How to move a self hosted #WordPress blog to WordPress.com

I migrated my coldstreams.com blog to coldstreams.wordpress.com and the old web site automatically redirects to the new URL.

In theory, this process is simple – but getting it done right was complicated.

The hard part was getting the redirection to work for all cases. If you just want to redirect coldstreams.com to coldstreams.wordpress.com – that is easy!

But that redirects all references to coldstreams.com to the new URL.

  • What do you do if you still want to access other directories on your old web site like coldstreams.com/thesis or coldstreams.com/public?
  • If you have links on other pages that point to the old self hosted blog like coldstreams.com/?p=11074 you want those to still point to coldstreams.com and not the new URL. How do you do that?

The solution was to edit the .htaccess file on the Apache web server and implement a set of RewriteRules to translate some URLs but not others. Sounds simple but I am not a RewriteRules guru (never even looked at them before!) There is a lot of bad documentation available online plus forum Q&A that is wrong or insufficient. Getting the RewriteRules to work for me took hours of plowing through bad documentation plus trial and error.

Here I explain what I did. I  hope it is helpful for your WordPress migrations!

Step 1 – Migrate your content

After you set up your account at WordPress.com, migrate your content from your self hosted WordPress blog. Log in to your Dashboard (wp-admin) control panel and find Tools | Export and under Choose what to export, select All content and then Download Export File (to your computer).

Step 2 – Import content to new WordPress.com blog

Log in to your WordPress.com account, click on My Sites if needed, to see the options listed down the left side.
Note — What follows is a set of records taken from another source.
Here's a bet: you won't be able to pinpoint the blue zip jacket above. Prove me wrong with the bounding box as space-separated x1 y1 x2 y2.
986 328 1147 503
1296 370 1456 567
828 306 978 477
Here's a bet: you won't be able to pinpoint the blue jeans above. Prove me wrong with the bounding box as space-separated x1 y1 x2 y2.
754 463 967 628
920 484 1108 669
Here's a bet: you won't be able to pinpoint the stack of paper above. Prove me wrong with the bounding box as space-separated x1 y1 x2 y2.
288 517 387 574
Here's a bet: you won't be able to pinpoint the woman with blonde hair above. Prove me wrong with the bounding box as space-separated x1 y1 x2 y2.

Select Settings and then on the tab at the top, select Import. Click Start Import on the WordPress import item to import your content from a WordPress export file. You’ll specify the file you downloaded from your own web site.

ImportProcess

WordPress.com suggests it may take 15 minutes to import your site. In my case, it took about 3 1/2 hours! During the import process, WordPress.com fetches all of your referenced media files (like images) and copies those to WordPress.com.
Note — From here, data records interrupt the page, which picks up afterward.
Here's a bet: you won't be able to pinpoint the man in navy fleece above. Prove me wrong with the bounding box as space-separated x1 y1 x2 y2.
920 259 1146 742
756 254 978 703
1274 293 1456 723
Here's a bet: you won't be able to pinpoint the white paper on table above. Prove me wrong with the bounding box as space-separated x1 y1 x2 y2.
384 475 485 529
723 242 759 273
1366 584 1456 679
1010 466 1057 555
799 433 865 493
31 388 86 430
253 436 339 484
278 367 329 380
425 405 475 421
Step 3 – Adjust any direct http references

In my web site, I use widgets and in some Text widgets I referenced images at the old URL. I had to copy those images to the new WordPress.com blog media library and  update the URLs to point to the new location. Most of your media will transfer over automatically. On my old blog, I had uploaded some files to my old server using ftp and WordPress knew nothing about these files and could not change the URLs automatically.
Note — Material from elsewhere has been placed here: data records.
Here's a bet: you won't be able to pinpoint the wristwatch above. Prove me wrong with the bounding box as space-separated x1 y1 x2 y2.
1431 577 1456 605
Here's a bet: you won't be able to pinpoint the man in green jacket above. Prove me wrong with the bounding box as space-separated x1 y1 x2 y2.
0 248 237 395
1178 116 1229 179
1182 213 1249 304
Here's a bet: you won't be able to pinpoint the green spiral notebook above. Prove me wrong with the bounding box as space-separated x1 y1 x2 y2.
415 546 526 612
Step 4 – Setting up Redirection using .htaccess

My old blog coldstreams.com was in the root directory (something I do not recommend).

Redirecting coldstreams.com to –> coldstreams.wordpress.com is straightforward using a .htaccess file. The Apache server (and others) support .htaccess files. The server reads this file containing a set of rules and instructions for mapping (or redirecting) URLs from one location to another.

A common use of .htaccess is to perform site redirection. That is – the user types coldstreams.com but because we’ve moved the web site to a new URL, we want to translate coldstreams.com to coldstreams.wordpress.com

The common way to do this is to edit your existing .htaccess file or to create a new one and put in a single line

RewriteRule ^$ https://coldstreams.wordpress.com/ [R=301,L]

The rule uses a cryptic notation (known as regular expressions) to pattern match something and if the pattern is found, convert what it found to the text on the right.

If we typed coldstreams.com, the funny notation ^$ matches coldstreams.com and converts what it matched to the text on the right or https://coldstreams.wordpress.com

The options at the far right tell the server to respond with a 301 Redirection code to the caller. That tells search engines that the old URL has permanently redirected to the new location. The L means this is the last rule to process in the .htaccess file – ignore any more rules after this one.

That is a brief explanation of the concept.

What could go wrong? LOTS and LOTS!

First, my web server has other stuff located on it. For example, I have files in coldstreams.com/thesis, coldstreams.com/public and so on.

If I use the above RewriteRule, coldstreams.com/thesis gets mapped to coldstreams.wordpress.com/thesis – which is wrong!!! That content has not moved and still needs to be accessible.

Another problem – there are online links that reference the old blog pages such as

http://coldstreams.com/?p=11074

If we use the above RewriteRule, this gets changed to

https://coldstreams.wordpress.com/?p=11074

which results in a page not found since that page ID does not exist on the new web site.

I wanted to keep the old links functional so that someone can still access the old content by typing coldstreams.com/?p=11074 without redirecting to the new web site. That way, links saved on other web pages will still work to get to the old content.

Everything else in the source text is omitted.